Welcome To The Home Of The Visual FoxPro Experts  
home. signup. forum. archives. search. google. articles. downloads. faq. members. weblogs. file info. rss. print.
THE SMALL BINARY INDEX SPEED

Introduction
The database applications we develop using methodological rules: normalize the tables, small indexes are faster, unique data are better than nonunique and automated tools are more productive. In all of these methodologies we (intentionally) ignore some factors and extract the problem from the real world. On the other side we frequently forget the supposition on which are based our methodologies and we make judgment like: small index is faster, on smaller table we retrieve data faster. In tutorial and book samples this is mostly true. When we deal with data from business and technical systems we have to take care: small index is faster, but not always; it depends also from the table data distribution and the index type.

The sample
In this article I present a large table test.dbf (2,020,000 records). It has a special data distribution (mostly ideal). The table has three indexes:
-index on codeId order tag codeId (primary 10 MB, CodeId is an auto increment column),
- index on orderId order tag orderId ( regular 10MB, orderId is of type integer) and
- index on Two order Two binary ( binary 260K, the column Two is of type Logical).
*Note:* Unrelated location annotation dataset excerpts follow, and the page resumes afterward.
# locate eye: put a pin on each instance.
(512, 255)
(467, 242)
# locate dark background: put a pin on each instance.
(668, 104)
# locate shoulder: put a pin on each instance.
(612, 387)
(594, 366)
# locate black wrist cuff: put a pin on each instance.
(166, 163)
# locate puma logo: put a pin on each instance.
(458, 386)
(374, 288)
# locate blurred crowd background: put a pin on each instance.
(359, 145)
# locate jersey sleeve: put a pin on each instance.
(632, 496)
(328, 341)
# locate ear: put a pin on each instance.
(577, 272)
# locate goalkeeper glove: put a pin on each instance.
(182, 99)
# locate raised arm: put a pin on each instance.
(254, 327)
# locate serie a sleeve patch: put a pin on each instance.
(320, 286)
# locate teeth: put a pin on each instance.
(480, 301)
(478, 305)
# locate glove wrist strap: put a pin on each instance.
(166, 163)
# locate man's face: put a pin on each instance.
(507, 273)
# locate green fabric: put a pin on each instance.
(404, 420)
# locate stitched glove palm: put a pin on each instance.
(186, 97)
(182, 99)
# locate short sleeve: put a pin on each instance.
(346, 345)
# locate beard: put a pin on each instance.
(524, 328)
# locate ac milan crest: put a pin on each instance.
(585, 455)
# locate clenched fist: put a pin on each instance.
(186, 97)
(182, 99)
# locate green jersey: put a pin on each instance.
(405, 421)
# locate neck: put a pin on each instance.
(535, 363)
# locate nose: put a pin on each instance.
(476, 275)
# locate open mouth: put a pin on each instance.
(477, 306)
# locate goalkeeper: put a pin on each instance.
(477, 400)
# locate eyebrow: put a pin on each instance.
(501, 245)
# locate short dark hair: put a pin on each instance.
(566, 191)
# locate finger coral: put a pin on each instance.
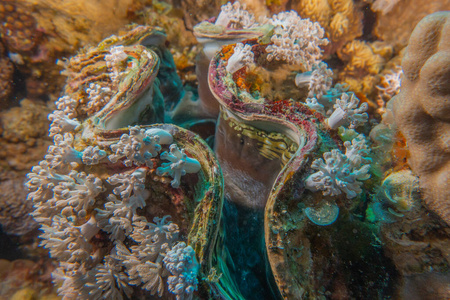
(422, 109)
(296, 40)
(340, 172)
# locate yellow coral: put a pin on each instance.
(361, 58)
(316, 10)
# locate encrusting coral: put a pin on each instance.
(422, 109)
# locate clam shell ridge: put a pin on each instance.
(293, 275)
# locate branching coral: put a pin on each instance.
(339, 173)
(295, 40)
(183, 266)
(62, 156)
(98, 96)
(118, 214)
(347, 110)
(241, 57)
(321, 80)
(61, 123)
(77, 194)
(139, 146)
(67, 105)
(390, 84)
(235, 16)
(179, 165)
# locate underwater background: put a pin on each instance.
(252, 149)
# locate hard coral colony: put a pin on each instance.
(133, 203)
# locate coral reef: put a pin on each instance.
(421, 109)
(98, 188)
(341, 19)
(389, 29)
(334, 158)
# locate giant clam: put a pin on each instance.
(267, 133)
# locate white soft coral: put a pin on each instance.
(295, 40)
(337, 173)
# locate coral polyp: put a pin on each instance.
(275, 150)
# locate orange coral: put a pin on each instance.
(341, 20)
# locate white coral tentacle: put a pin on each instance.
(336, 175)
(139, 146)
(61, 123)
(347, 110)
(242, 56)
(179, 165)
(183, 266)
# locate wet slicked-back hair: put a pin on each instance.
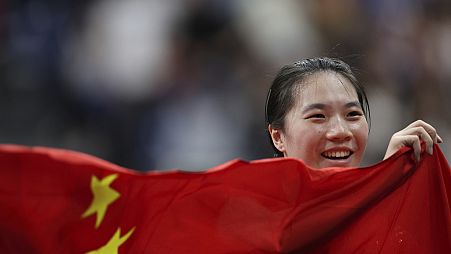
(281, 95)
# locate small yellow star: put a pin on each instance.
(104, 195)
(114, 243)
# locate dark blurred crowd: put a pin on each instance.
(160, 84)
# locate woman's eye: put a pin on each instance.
(316, 116)
(355, 113)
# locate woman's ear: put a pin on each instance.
(277, 138)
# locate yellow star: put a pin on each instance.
(114, 243)
(104, 195)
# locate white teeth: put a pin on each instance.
(339, 154)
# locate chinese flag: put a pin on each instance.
(57, 201)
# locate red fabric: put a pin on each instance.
(266, 206)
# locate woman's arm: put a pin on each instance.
(413, 135)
On the local PC we have to retrieve 20,000 records from this table. Which query is faster?

* q1
SELECT test.* ;
FROM test ;
WHERE codeid>=2000000 ;
    AND codeid<2020000 ;
INTO CURSOR (loCursor) NOFILTER 

* q2 
SELECT test.* ;
FROM test ;
WHERE ordered>=9999999 
    AND ordered<=9999999 
INTO CURSOR (loCursor) NOFILTER 

* q3
SELECT test.* ;
FROM test ;
WHERE NOT two ;
INTO CURSOR (loCursor) NOFILTER 


When we run the first query (Q1) the optimization engine use the primary index (10MB), the second query (Q2) use the regular index (10MB) and the third query (Q3) navigate using the small binary index (260K). All the three queries pull over the wire 20,000 records. From this information’s (for a moment we ignore the distribution of table's data) we can predict this rang list of queries speeds: The fastest is Q3 (binary), on second place is Q1 (primary) and the slowest is Q2 (regular).



We expect the query based on the small (260K) binary index, will be the fastest. The primary indexes we use frequently, so it has a privileged position in ours criteria, and we predict it the second place. The regular index is without special decorations, and we put it at the end. The program that fills the table test.dbf with data is in Listing 1.

*  Listing 1. The program that generate the data for the table test
USE test
FOR i=1 TO 2000000
    APPEND BLANK
    replace orderid WITH i,two WITH .t., name with ''
ENDFOR
FOR i=1 TO 20000
    APPEND BLANK
    replace orderid WITH 9999999,two WITH .f.
ENDFOR


The structure of the table test is: OrdeId I, CodeId auto increment, Two L, Name C(40). The data in table Test are sorted, mostly are unique values, only the last 20,000 records have repeated values: the orderId 999999 (is one document) and the values of the column Two are .F. (false). Except for the 20,000 records (the 'hill' in Figure 1), the table's data have an ideal distribution (unique values, balanced, uniform distribution, sorted orders). Let us name it a test data distribution (to distinguish from the ideal one).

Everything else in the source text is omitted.